Nanigian Dana K, Kurzrock Eric A
Department of Urology, Children's Hospital, University of California Davis School of Medicine, Sacramento, California, USA.
J Urol. 2008 Jan;179(1):299-303. doi: 10.1016/j.juro.2007.08.161. Epub 2007 Nov 19.
The Malone antegrade continence enema procedure revolutionized the surgical management of fecal incontinence. Open and laparoscopic antegrade continence enemas are often performed with cecoplication and mesenteric manipulation. Since our initial laparoscopic antegrade continence enema description, we have simplified our technique. We present our series of laparoscopic antegrade continence enema procedures, discuss technique and outcomes, and review the literature.
We retrospectively reviewed children who underwent laparoscopic antegrade continence enema between 2001 and 2007. Outcome measures included operative time, length of stay, stomal complications and resolution of incontinence or constipation. Using an umbilical port and 1 to 2 additional ports, the appendix was mobilized to allow transposition to the umbilicus. No cecoplication was performed. The appendix was not straightened unless catheterization was difficult.
A total of 22 patients (mean age 7.8 years) underwent laparoscopic antegrade continence enema. Of the patients 21 were discharged home on postoperative day 1. Mean operative time was 65 minutes (range 30 to 116). In the last 10 patients only 1 working port was used. No perioperative complications were encountered. Mean followup was 24 months (range 1 to 68). Constipation and fecal incontinence resolved in all cases. No patient experienced stomal complications. One obese patient with kyphosis could not pass the catheter beyond the mid appendix at 1 month postoperatively. She had the same problem 1 month following open antegrade continence enema with cecoplication.

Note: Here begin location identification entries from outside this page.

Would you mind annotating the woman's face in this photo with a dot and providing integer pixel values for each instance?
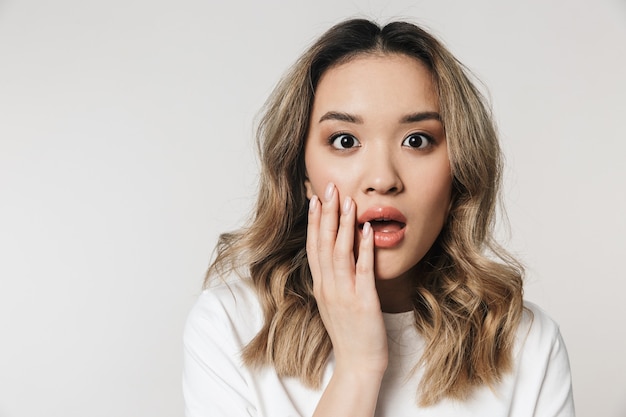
(375, 133)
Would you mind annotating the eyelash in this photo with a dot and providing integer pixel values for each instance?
(425, 138)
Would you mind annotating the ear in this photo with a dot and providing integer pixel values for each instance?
(309, 188)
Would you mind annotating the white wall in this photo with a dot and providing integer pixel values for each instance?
(125, 149)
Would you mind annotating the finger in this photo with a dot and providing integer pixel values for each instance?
(312, 236)
(329, 222)
(343, 255)
(364, 276)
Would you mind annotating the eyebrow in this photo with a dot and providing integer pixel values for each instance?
(409, 118)
(420, 116)
(344, 117)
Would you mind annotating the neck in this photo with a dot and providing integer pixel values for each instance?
(395, 294)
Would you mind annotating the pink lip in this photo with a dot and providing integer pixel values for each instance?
(385, 239)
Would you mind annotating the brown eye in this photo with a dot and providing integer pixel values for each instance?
(344, 141)
(417, 141)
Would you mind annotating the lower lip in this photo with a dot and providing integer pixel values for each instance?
(388, 240)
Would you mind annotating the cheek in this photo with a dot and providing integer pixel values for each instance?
(322, 172)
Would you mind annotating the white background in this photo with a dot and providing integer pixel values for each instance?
(126, 148)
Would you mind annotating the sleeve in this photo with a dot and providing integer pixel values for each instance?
(214, 384)
(556, 397)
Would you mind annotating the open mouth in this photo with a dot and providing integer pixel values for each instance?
(384, 225)
(388, 225)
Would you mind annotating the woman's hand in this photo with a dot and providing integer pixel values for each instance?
(349, 306)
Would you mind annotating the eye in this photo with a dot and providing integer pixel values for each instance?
(417, 141)
(344, 141)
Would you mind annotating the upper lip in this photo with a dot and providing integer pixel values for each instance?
(381, 214)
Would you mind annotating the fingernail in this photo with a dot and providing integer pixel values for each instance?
(328, 195)
(367, 230)
(313, 203)
(347, 204)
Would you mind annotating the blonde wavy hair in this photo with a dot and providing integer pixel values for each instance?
(468, 301)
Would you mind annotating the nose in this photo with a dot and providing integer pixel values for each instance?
(380, 173)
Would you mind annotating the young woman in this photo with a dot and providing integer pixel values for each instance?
(367, 281)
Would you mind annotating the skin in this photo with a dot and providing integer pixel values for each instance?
(375, 140)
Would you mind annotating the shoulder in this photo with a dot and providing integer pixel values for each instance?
(537, 329)
(222, 322)
(226, 311)
(543, 374)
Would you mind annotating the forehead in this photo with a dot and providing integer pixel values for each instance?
(377, 82)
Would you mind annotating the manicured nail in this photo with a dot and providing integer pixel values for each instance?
(313, 203)
(330, 188)
(367, 230)
(347, 205)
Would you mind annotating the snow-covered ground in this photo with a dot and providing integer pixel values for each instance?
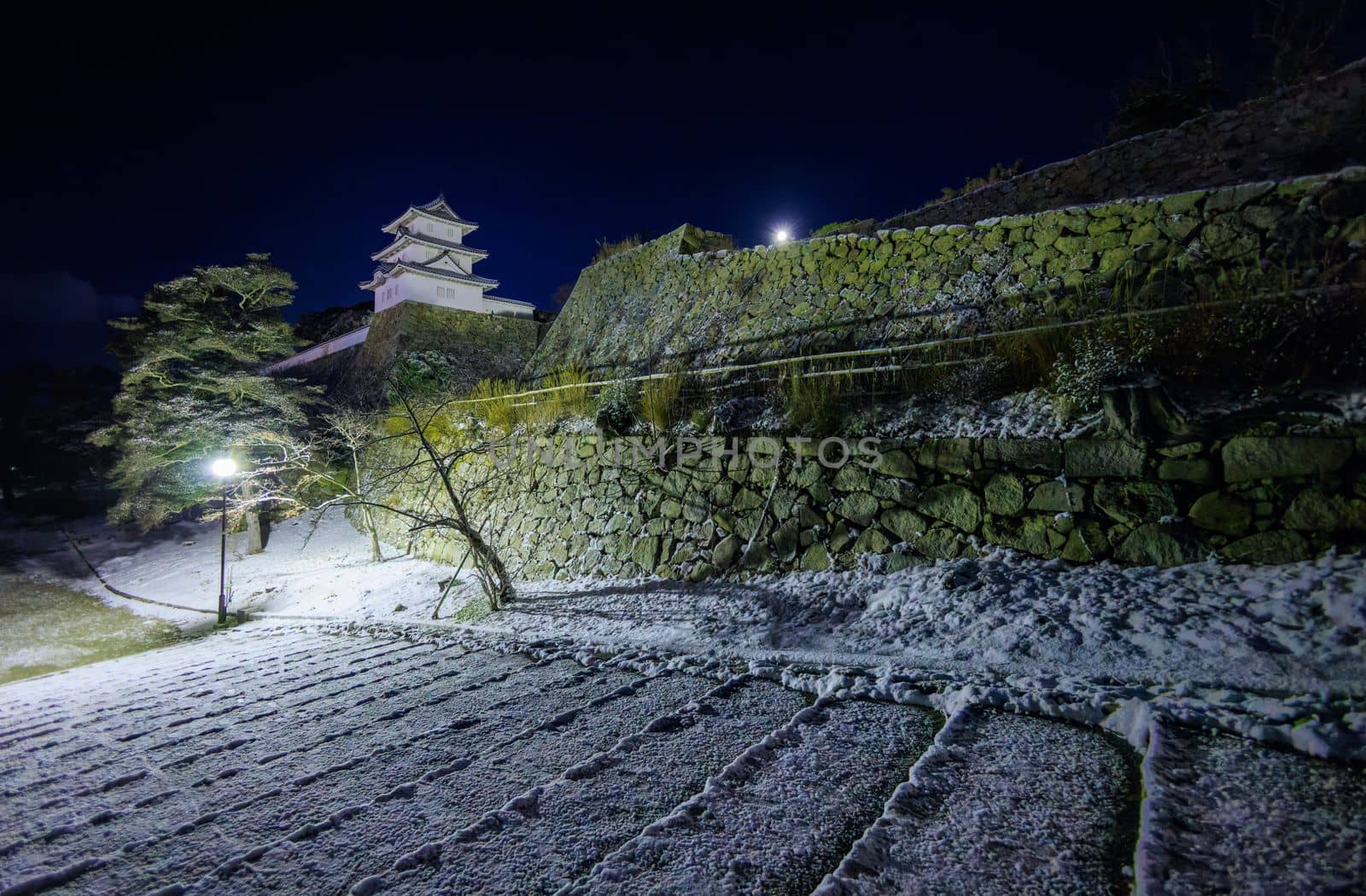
(287, 757)
(1272, 653)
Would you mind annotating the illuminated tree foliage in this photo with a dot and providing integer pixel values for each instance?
(193, 387)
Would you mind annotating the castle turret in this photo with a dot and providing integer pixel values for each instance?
(429, 263)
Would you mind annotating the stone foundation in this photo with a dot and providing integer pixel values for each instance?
(1254, 497)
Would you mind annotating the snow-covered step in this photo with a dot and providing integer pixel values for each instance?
(208, 707)
(1003, 805)
(373, 839)
(152, 702)
(1226, 814)
(172, 757)
(190, 830)
(553, 834)
(783, 813)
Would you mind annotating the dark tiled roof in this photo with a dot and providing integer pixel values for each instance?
(434, 241)
(387, 266)
(439, 208)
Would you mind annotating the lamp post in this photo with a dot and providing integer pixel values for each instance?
(223, 468)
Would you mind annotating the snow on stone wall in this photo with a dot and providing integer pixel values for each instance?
(1313, 127)
(1258, 497)
(666, 300)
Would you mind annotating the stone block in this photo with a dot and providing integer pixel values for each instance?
(1275, 457)
(1056, 497)
(1152, 545)
(1222, 513)
(954, 504)
(1134, 503)
(1315, 509)
(1004, 495)
(1199, 470)
(947, 455)
(1270, 547)
(1024, 454)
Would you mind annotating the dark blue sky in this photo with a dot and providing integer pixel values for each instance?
(141, 145)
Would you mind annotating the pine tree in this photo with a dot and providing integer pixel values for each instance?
(193, 387)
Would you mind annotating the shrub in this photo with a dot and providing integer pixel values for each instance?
(997, 172)
(1103, 358)
(425, 373)
(616, 404)
(814, 402)
(607, 247)
(495, 406)
(853, 225)
(660, 400)
(569, 399)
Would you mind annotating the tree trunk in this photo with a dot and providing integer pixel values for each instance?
(1144, 413)
(254, 533)
(376, 554)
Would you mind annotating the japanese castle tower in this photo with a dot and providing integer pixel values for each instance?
(429, 263)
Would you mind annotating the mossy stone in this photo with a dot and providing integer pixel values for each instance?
(1056, 497)
(816, 559)
(905, 525)
(1004, 495)
(942, 544)
(1276, 545)
(1151, 545)
(954, 504)
(726, 552)
(1134, 503)
(858, 507)
(1222, 513)
(1275, 457)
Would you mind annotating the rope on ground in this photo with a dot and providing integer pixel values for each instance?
(125, 595)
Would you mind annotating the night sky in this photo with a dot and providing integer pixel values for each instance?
(143, 145)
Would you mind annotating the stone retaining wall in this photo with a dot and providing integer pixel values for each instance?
(660, 304)
(484, 345)
(1254, 497)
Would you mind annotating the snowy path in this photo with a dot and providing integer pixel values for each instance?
(294, 759)
(1229, 816)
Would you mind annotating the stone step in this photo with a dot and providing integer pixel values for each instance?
(552, 835)
(1003, 805)
(373, 839)
(783, 813)
(263, 800)
(1227, 814)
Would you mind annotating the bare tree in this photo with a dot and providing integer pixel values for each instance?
(366, 461)
(1302, 33)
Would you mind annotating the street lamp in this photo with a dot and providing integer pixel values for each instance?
(223, 468)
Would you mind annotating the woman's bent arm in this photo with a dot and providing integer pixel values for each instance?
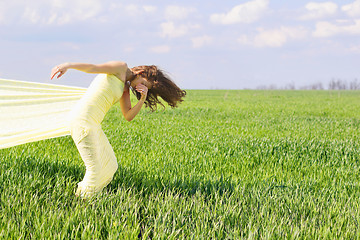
(113, 67)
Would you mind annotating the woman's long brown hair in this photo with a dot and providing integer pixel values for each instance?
(162, 86)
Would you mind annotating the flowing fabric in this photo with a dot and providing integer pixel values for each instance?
(34, 111)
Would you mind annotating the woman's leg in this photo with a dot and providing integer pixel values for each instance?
(98, 156)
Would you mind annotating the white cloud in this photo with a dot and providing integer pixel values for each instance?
(149, 9)
(273, 38)
(199, 42)
(59, 12)
(160, 49)
(48, 11)
(352, 9)
(174, 12)
(328, 29)
(135, 10)
(244, 13)
(317, 10)
(169, 29)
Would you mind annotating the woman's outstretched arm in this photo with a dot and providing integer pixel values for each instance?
(113, 67)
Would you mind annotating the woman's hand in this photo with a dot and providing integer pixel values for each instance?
(142, 89)
(59, 69)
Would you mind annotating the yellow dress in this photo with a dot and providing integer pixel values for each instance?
(32, 111)
(85, 128)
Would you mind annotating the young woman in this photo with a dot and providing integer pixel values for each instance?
(112, 86)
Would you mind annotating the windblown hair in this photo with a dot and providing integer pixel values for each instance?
(162, 86)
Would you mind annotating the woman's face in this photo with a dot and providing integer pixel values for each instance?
(140, 80)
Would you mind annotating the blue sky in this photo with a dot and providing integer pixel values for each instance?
(201, 44)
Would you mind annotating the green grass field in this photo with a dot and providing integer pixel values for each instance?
(225, 165)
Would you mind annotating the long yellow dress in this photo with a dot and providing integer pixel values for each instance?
(85, 129)
(35, 111)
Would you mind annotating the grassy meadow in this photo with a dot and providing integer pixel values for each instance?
(239, 164)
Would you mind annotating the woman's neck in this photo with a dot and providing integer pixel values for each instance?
(129, 75)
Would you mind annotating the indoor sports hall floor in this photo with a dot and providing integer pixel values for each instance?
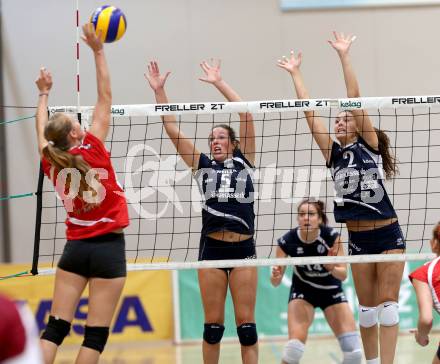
(322, 350)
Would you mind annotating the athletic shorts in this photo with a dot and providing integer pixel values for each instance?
(317, 297)
(98, 257)
(376, 241)
(212, 249)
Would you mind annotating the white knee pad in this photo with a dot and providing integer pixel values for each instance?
(388, 313)
(367, 316)
(293, 351)
(351, 347)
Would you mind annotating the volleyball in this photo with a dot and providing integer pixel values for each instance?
(110, 21)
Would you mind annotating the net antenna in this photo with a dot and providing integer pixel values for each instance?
(165, 202)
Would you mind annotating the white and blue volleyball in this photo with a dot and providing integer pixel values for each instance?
(110, 21)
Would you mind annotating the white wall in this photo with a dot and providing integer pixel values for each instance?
(396, 53)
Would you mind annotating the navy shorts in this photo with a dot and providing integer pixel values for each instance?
(102, 256)
(376, 241)
(317, 297)
(212, 249)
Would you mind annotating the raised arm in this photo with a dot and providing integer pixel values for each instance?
(341, 45)
(184, 146)
(338, 271)
(424, 301)
(44, 84)
(247, 129)
(101, 114)
(277, 272)
(316, 124)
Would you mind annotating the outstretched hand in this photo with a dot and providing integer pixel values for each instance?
(342, 42)
(211, 70)
(44, 80)
(292, 63)
(91, 38)
(154, 78)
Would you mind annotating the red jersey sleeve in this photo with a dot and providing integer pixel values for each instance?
(421, 274)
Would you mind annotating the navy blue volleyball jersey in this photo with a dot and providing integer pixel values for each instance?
(314, 275)
(358, 175)
(228, 194)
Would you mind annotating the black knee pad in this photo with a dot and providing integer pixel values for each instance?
(247, 334)
(56, 330)
(95, 337)
(213, 333)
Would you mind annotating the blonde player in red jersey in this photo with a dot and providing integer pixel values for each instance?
(426, 282)
(79, 165)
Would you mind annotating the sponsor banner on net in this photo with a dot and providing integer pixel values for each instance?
(272, 303)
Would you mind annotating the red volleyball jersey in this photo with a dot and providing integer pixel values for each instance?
(430, 273)
(83, 220)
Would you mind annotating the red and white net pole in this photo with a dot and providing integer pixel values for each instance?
(78, 100)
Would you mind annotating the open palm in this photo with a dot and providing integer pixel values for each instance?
(154, 78)
(342, 42)
(292, 63)
(211, 71)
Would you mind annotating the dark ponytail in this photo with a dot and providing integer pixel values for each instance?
(231, 133)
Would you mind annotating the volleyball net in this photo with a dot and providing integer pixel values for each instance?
(165, 202)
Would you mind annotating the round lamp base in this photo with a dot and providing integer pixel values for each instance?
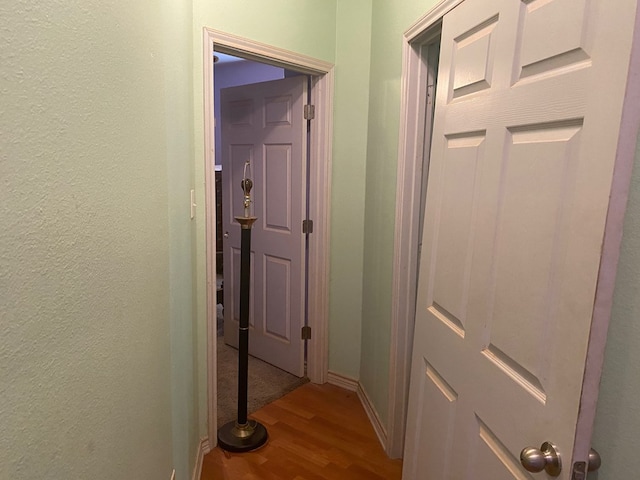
(242, 438)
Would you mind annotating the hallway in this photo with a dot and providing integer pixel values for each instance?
(317, 432)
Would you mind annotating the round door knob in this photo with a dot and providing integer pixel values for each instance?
(594, 460)
(546, 458)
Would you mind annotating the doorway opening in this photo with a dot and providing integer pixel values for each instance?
(278, 312)
(319, 172)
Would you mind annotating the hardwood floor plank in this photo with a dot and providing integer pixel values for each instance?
(317, 432)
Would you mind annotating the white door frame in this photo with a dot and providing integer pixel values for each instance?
(318, 198)
(408, 210)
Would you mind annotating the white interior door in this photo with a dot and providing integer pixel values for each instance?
(527, 120)
(263, 123)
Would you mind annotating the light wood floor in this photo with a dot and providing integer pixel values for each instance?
(317, 432)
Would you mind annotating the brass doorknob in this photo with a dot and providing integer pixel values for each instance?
(547, 458)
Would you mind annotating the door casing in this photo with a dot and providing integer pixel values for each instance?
(318, 197)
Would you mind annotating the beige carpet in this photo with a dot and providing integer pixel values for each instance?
(266, 383)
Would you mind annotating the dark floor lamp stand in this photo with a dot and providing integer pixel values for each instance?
(243, 435)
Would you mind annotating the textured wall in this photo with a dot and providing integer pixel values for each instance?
(84, 240)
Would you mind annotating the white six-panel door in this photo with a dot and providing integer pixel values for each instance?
(526, 126)
(264, 123)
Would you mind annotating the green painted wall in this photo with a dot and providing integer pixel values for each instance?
(617, 427)
(351, 105)
(390, 20)
(95, 162)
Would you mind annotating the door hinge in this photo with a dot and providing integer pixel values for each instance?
(307, 226)
(309, 112)
(306, 332)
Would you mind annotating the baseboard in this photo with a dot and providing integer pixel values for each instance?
(203, 449)
(377, 425)
(342, 381)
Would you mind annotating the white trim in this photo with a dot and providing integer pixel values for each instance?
(319, 197)
(408, 188)
(203, 449)
(376, 423)
(342, 381)
(429, 19)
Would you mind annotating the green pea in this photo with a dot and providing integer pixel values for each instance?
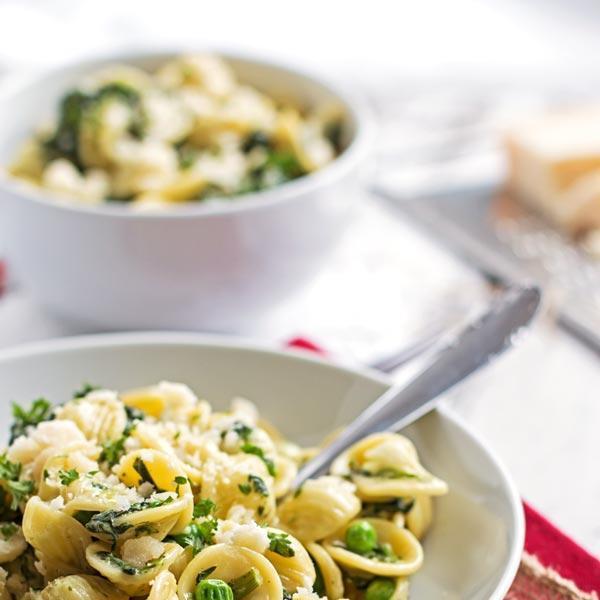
(213, 589)
(381, 588)
(361, 537)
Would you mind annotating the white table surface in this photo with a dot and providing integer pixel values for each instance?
(539, 406)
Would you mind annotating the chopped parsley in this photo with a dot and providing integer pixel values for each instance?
(204, 507)
(197, 535)
(39, 411)
(128, 568)
(382, 553)
(107, 522)
(383, 473)
(66, 477)
(8, 530)
(243, 431)
(84, 516)
(204, 574)
(281, 544)
(10, 473)
(139, 466)
(256, 484)
(113, 450)
(256, 451)
(387, 509)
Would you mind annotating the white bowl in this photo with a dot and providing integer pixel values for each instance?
(213, 266)
(473, 550)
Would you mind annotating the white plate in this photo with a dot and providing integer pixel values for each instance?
(473, 549)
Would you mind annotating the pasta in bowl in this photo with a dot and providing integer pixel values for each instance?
(232, 212)
(151, 493)
(186, 132)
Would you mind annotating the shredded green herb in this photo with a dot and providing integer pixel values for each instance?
(256, 451)
(106, 522)
(128, 568)
(8, 530)
(66, 477)
(281, 544)
(196, 535)
(204, 508)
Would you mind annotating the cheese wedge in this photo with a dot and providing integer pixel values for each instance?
(554, 163)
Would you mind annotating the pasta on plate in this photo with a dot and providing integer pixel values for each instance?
(151, 494)
(188, 132)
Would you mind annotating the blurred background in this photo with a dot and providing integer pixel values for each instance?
(443, 79)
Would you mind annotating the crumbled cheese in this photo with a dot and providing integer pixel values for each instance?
(57, 503)
(249, 535)
(306, 594)
(145, 489)
(139, 551)
(240, 514)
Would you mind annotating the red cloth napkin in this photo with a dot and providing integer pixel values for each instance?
(553, 566)
(2, 276)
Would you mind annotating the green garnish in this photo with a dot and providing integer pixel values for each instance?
(39, 411)
(139, 466)
(78, 108)
(213, 589)
(106, 522)
(204, 507)
(381, 588)
(84, 516)
(387, 509)
(256, 451)
(84, 390)
(66, 477)
(245, 584)
(10, 473)
(383, 473)
(128, 568)
(361, 537)
(281, 544)
(197, 535)
(243, 431)
(8, 530)
(382, 553)
(319, 584)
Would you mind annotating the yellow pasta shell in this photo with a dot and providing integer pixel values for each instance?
(295, 571)
(404, 544)
(137, 584)
(81, 587)
(332, 576)
(231, 562)
(59, 539)
(321, 507)
(164, 470)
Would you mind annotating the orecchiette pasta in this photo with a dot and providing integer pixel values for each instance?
(152, 494)
(81, 587)
(188, 132)
(386, 465)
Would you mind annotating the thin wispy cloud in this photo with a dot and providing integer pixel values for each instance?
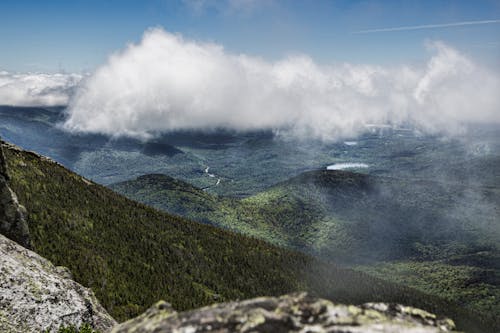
(168, 83)
(428, 26)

Laparoscopic antegrade continence enema is an effective means of treating intractable fecal incontinence and constipation. Our technique of using in situ appendix without cecoplication requires minimal mobilization and manipulation of the blood supply. Secondary ischemia, adhesions and scar formation are reduced, alleviating the most common complication, stomal stenosis. Our results show that cecoplication is not necessary to maintain stomal continence.
马龙顺行性可控灌肠术彻底改变了大便失禁的外科治疗方法。开放式和顺行性可控灌肠术通常与盲肠折叠术和肠系膜操作一起进行。自从我们首次描述腹腔镜顺行性可控灌肠术以来,我们简化了技术。我们展示了我们的一系列腹腔镜顺行性可控灌肠术病例,讨论了技术和结果,并回顾了相关文献。
我们回顾性分析了2001年至2007年间接受腹腔镜顺行性可控灌肠术的儿童。观察指标包括手术时间、住院时间、造口并发症以及失禁或便秘的缓解情况。通过脐部端口和1至2个额外端口,游离阑尾以使其能够移位至脐部。未进行盲肠折叠术。除非插管困难,否则阑尾不进行伸直处理。
共有22例患者(平均年龄7.8岁)接受了腹腔镜顺行性可控灌肠术。其中21例患者在术后第1天出院。平均手术时间为65分钟(范围30至116分钟)。在最后10例患者中仅使用了1个操作端口。未发生围手术期并发症。平均随访时间为24个月(范围1至68个月)。所有病例的便秘和大便失禁均得到缓解。没有患者出现造口并发症。1例肥胖且患有脊柱后凸的患者在术后1个月时无法将导管通过阑尾中部。她在接受开放式顺行性可控灌肠术并进行盲肠折叠术后1个月也出现了同样的问题。
腹腔镜顺行性可控灌肠术是治疗顽固性大便失禁和便秘的有效方法。我们使用原位阑尾且不进行盲肠折叠术的技术所需的血供游离和操作极少。继发性缺血、粘连和瘢痕形成减少,减轻了最常见的并发症——造口狭窄。我们的结果表明,为保持造口可控性,盲肠折叠术并非必要。